Прежде всего, моя сестра Кэти приехала на неделю, в первый раз посетив отель. Ей нужно было встряхнуться от неприятностей. Кэти начала бракоразводный процесс, а Гордон тем временем только что переехал со своей молодой возлюбленной в ужасную квартиру-студию в Лондоне. О нем мы почти не говорили. И о событиях в «Бранлоу-Холле» тоже. Мы прогуливались, осматривали главные туристические достопримечательности и наслаждались обществом друг друга. Увидев, что Кэти безнадежно влюбилась в Крит, я вспомнила, какой безмозглой была сама, когда решила все бросить.
А во-вторых — это произошло как гром среди ясного неба, — мне предложили работу помощника редактора в издательстве «Пенгуин Рэндом хаус». К Майклу Били, который обещал при случае замолвить за меня словечко, а на самом деле даже и пальцем не пошевелил, это не имело никакого отношения. Как выяснилось, Крейг Эндрюс во время ланча в честь выхода своего романа «Время умирать», четвертой книги из серии про Кристофера Шоу, упомянул в разговоре с кем-то, что виделся со мной. Должно быть, я обмолвилась ему, что ищу работу, потому как вскоре мне пришло электронное письмо из «Пенгуин Рэндом хаус», и меня приняли в это издательство — правда, на основе фриланса, — но прислали рукопись в четыреста страниц в качестве первого заказа.

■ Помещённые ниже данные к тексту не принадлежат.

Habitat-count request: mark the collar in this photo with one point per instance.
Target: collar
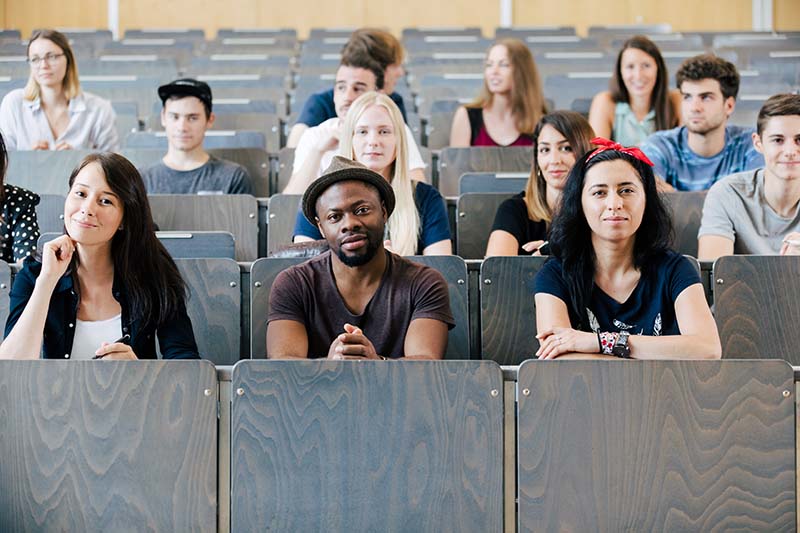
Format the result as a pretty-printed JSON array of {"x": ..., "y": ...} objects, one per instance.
[{"x": 76, "y": 105}]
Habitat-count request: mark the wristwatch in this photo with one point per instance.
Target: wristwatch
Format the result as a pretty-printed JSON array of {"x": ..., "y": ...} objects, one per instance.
[{"x": 621, "y": 348}]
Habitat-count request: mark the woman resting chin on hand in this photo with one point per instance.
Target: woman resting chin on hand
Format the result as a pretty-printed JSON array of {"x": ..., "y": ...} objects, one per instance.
[{"x": 107, "y": 288}]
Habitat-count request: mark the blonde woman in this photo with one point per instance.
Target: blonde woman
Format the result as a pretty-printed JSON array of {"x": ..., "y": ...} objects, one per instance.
[
  {"x": 373, "y": 135},
  {"x": 51, "y": 112},
  {"x": 510, "y": 104}
]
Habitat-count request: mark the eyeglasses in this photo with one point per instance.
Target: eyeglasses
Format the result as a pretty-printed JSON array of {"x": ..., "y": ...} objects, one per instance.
[{"x": 48, "y": 58}]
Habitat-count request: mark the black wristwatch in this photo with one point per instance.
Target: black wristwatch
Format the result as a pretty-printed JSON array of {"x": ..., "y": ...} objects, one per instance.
[{"x": 621, "y": 348}]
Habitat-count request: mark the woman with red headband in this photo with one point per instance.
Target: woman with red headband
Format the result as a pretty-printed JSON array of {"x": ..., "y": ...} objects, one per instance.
[{"x": 613, "y": 288}]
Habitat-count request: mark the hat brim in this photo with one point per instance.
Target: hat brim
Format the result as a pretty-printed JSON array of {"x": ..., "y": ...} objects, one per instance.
[{"x": 365, "y": 175}]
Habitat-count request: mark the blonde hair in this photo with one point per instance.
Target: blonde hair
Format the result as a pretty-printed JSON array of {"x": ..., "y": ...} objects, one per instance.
[
  {"x": 71, "y": 84},
  {"x": 527, "y": 95},
  {"x": 404, "y": 223}
]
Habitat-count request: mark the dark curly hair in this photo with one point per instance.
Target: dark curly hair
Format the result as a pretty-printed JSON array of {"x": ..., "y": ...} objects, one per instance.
[
  {"x": 708, "y": 66},
  {"x": 571, "y": 236}
]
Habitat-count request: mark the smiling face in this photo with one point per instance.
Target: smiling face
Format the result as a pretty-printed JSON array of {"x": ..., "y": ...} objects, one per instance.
[
  {"x": 613, "y": 200},
  {"x": 92, "y": 212},
  {"x": 703, "y": 106},
  {"x": 780, "y": 144},
  {"x": 47, "y": 72},
  {"x": 351, "y": 217},
  {"x": 554, "y": 156},
  {"x": 375, "y": 140},
  {"x": 639, "y": 72},
  {"x": 498, "y": 70}
]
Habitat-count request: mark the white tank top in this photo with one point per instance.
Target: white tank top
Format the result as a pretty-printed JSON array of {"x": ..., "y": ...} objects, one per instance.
[{"x": 89, "y": 336}]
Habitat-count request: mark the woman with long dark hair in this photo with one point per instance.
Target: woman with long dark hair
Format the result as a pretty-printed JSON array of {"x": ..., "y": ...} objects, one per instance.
[
  {"x": 510, "y": 104},
  {"x": 613, "y": 287},
  {"x": 52, "y": 112},
  {"x": 639, "y": 101},
  {"x": 522, "y": 222},
  {"x": 107, "y": 288}
]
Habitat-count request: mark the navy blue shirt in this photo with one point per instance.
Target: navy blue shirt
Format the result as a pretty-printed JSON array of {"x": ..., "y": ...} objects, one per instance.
[
  {"x": 319, "y": 108},
  {"x": 649, "y": 310},
  {"x": 175, "y": 335},
  {"x": 434, "y": 226}
]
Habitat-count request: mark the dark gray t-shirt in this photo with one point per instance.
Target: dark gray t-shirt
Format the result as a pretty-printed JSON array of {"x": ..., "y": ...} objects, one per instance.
[
  {"x": 307, "y": 293},
  {"x": 736, "y": 208},
  {"x": 217, "y": 176}
]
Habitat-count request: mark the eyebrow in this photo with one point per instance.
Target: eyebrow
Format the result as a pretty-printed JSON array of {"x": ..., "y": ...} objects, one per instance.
[{"x": 110, "y": 193}]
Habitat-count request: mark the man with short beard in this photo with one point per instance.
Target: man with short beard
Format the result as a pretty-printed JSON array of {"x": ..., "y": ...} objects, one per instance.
[
  {"x": 705, "y": 148},
  {"x": 357, "y": 300}
]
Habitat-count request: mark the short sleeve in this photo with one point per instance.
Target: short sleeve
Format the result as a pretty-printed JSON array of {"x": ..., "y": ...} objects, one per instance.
[
  {"x": 314, "y": 111},
  {"x": 414, "y": 156},
  {"x": 433, "y": 216},
  {"x": 432, "y": 298},
  {"x": 683, "y": 274},
  {"x": 549, "y": 280},
  {"x": 512, "y": 217},
  {"x": 285, "y": 298},
  {"x": 240, "y": 181},
  {"x": 106, "y": 138},
  {"x": 716, "y": 218},
  {"x": 305, "y": 228}
]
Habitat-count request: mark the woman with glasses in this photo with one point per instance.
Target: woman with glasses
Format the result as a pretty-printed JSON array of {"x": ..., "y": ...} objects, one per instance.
[{"x": 51, "y": 112}]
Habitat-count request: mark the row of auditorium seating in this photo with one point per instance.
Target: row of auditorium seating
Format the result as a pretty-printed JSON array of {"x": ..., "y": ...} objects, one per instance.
[
  {"x": 755, "y": 301},
  {"x": 264, "y": 223},
  {"x": 437, "y": 80},
  {"x": 412, "y": 446}
]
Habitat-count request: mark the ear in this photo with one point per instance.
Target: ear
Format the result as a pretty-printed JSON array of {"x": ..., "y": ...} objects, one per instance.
[
  {"x": 730, "y": 105},
  {"x": 757, "y": 143}
]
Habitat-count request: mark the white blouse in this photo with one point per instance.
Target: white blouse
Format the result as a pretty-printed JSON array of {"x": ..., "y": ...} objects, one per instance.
[
  {"x": 89, "y": 336},
  {"x": 91, "y": 123}
]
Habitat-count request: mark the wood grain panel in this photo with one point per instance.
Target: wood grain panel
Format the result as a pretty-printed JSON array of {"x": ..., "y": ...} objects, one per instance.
[
  {"x": 29, "y": 15},
  {"x": 214, "y": 306},
  {"x": 656, "y": 446},
  {"x": 712, "y": 15},
  {"x": 108, "y": 446},
  {"x": 367, "y": 446},
  {"x": 474, "y": 219},
  {"x": 281, "y": 216},
  {"x": 757, "y": 307},
  {"x": 236, "y": 213},
  {"x": 456, "y": 161},
  {"x": 508, "y": 313},
  {"x": 262, "y": 274}
]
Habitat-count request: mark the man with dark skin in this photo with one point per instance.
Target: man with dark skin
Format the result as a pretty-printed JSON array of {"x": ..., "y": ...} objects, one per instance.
[{"x": 356, "y": 301}]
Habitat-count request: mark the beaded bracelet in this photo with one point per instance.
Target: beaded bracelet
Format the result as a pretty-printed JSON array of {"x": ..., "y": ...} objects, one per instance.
[{"x": 607, "y": 340}]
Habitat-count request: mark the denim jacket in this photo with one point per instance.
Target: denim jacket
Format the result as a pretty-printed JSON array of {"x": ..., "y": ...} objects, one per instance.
[{"x": 175, "y": 336}]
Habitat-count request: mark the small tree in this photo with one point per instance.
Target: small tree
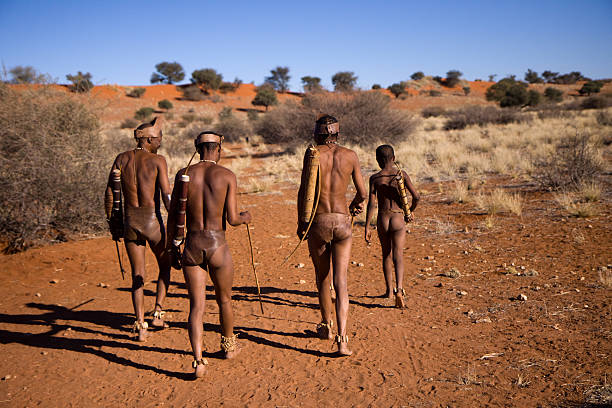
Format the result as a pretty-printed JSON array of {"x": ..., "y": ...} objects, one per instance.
[
  {"x": 27, "y": 75},
  {"x": 168, "y": 73},
  {"x": 165, "y": 104},
  {"x": 452, "y": 78},
  {"x": 397, "y": 89},
  {"x": 553, "y": 94},
  {"x": 590, "y": 87},
  {"x": 344, "y": 81},
  {"x": 136, "y": 92},
  {"x": 207, "y": 77},
  {"x": 279, "y": 79},
  {"x": 549, "y": 76},
  {"x": 417, "y": 76},
  {"x": 80, "y": 82},
  {"x": 265, "y": 96},
  {"x": 311, "y": 84}
]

В то же время выписанный Лоуренсом чек позволил разобраться с большей частью долгов «Полидоруса». Также, к нашему удивлению, вторая половина туристического сезона сложилась удачно, и гостиница была полна под завязку. Учитывая, что теперь у меня появился дополнительный источник дохода, мы смогли нанять помощника. Поэтому, хотя утром мне по-прежнему приходилось буквально с ног сбиваться, приглядывая за гостями и персоналом (трудно сказать, какая из этих категорий более проблемная), однако к обеду я могла позволить себе усесться на террасе и насладиться работой, которую выполняла всю свою жизнь.

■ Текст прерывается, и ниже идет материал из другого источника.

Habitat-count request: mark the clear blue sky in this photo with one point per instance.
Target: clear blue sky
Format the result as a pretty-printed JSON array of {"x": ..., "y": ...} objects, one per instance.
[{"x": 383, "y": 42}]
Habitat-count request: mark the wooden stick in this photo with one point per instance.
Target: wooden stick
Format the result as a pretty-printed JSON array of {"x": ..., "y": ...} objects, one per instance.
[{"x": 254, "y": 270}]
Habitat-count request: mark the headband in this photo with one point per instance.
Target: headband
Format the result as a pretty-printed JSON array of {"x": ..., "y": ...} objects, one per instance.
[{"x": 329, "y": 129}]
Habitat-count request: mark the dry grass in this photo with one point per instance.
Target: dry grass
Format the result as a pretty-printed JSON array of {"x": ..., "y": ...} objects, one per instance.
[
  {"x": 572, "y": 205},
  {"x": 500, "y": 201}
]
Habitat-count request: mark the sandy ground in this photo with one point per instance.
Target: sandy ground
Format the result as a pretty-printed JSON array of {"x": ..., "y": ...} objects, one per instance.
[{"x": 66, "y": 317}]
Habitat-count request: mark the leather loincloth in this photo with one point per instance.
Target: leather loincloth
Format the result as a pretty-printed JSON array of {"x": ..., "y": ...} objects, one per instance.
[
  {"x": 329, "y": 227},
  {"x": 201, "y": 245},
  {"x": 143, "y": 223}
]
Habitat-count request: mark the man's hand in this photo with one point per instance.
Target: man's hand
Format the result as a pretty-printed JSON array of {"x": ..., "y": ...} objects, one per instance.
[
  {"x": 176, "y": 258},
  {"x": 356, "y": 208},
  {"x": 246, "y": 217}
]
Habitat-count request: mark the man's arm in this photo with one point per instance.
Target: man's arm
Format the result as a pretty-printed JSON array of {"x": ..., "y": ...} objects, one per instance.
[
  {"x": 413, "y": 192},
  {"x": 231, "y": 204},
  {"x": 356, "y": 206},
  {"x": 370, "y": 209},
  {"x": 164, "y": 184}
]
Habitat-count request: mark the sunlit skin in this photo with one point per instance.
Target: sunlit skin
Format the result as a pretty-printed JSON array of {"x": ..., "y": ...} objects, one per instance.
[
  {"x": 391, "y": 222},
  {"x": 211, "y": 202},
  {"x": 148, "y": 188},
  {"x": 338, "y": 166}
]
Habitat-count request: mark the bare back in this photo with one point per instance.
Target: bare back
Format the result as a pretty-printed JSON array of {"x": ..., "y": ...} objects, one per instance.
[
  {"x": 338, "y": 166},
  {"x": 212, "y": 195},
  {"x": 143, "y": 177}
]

И все равно, я никак не могла выкинуть из головы страшные события, с которыми столкнулась: все размышляла об убийстве Фрэнка Пэрриса и о том, что случилось уже потом, когда Алан Конвей писал книгу. Уезжая из Лондона, я захватила с собой не только сделанные во время расследования заметки, но и рукописи, оставшиеся со времен «Клоуверлиф букс». Еще я совершила вылазку в книжный магазин и прикупила полный комплект романов про Аттикуса Пюнда, хотя это и пробило брешь в моем кошельке. И потом все лето поглощала их, уверенная, что упустила нечто важное. Я слишком хорошо знала Алана. Он буквально размахивал чем-то прямо у меня перед глазами, а я никак не могла сообразить, в чем дело.

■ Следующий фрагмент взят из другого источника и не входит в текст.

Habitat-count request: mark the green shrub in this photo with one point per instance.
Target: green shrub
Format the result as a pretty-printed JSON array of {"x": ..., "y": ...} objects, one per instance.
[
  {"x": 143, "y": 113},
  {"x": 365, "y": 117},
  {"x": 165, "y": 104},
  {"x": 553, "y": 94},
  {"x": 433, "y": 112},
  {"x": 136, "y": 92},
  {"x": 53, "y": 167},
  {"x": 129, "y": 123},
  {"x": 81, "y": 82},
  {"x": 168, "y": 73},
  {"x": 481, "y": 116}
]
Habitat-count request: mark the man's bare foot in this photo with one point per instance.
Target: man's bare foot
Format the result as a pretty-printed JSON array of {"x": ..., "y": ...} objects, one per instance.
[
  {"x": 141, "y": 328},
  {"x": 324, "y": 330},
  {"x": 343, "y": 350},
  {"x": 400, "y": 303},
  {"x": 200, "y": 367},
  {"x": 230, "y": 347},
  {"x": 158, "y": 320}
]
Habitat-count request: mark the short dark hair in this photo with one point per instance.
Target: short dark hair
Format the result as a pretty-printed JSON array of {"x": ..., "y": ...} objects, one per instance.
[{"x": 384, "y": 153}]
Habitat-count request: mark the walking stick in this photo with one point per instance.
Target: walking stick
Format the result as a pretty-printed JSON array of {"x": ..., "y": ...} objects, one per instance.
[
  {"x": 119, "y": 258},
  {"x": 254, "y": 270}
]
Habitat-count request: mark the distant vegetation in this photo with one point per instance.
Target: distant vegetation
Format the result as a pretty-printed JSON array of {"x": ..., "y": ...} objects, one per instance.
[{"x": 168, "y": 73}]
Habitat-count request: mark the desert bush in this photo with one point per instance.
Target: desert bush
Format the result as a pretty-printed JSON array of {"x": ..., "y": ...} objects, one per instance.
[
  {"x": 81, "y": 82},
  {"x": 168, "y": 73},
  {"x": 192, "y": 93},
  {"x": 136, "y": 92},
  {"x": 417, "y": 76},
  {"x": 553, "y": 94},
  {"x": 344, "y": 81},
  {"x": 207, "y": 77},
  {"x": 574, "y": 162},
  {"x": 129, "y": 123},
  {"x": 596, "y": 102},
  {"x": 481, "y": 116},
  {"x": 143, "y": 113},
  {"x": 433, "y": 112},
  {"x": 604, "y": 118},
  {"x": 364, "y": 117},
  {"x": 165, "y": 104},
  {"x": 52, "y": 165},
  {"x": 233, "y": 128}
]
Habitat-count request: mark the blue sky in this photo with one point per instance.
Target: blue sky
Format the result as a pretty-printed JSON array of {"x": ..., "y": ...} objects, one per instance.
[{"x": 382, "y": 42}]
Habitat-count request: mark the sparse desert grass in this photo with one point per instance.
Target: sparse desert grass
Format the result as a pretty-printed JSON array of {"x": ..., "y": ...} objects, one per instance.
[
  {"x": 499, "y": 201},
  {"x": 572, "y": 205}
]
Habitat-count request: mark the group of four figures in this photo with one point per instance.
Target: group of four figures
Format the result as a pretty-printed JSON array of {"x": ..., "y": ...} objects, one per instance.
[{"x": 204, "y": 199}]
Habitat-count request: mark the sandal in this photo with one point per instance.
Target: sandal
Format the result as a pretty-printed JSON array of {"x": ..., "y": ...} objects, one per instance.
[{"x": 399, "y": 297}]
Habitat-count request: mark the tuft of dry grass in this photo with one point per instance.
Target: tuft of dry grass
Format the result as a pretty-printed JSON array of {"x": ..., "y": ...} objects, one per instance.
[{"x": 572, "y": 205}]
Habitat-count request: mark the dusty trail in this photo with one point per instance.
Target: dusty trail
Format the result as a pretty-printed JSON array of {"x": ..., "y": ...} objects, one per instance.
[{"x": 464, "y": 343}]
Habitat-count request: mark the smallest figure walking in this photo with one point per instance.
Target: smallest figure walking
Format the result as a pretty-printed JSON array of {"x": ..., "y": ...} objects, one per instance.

Я поняла, почему он не стал разоблачать убийцу, почему намеренно скрыл правду. Тут Эйден оказался прав. Конвей оседлал первую волну успеха, имея в активе два бестселлера и третий на подходе. Его имя приобретало известность во всем мире.
В ту пору он еще не объявил себя геем. Разумеется, это не имело значения. Когда Конвей наконец сообщил, что разводится с Мелиссой и сходится с Джеймсом, никто даже бровью не повел. Вот один из ярких индикаторов того, как переменился мир: никто сегодня не боится открыто выражать свою сексуальную ориентацию, за исключением, наверное, фанатичных проповедников и крупных голливудских актеров. С другой стороны, Алан наверняка переживал насчет историй, которые мог поведать «Лео». Признать себя голубым — это одно, а вот вещи, которые он проделывал с мальчиками по вызову, общественность могла принять далеко не так благосклонно. Алан чувствовал потенциальную угрозу и предпочитал не афишировать подобные детали.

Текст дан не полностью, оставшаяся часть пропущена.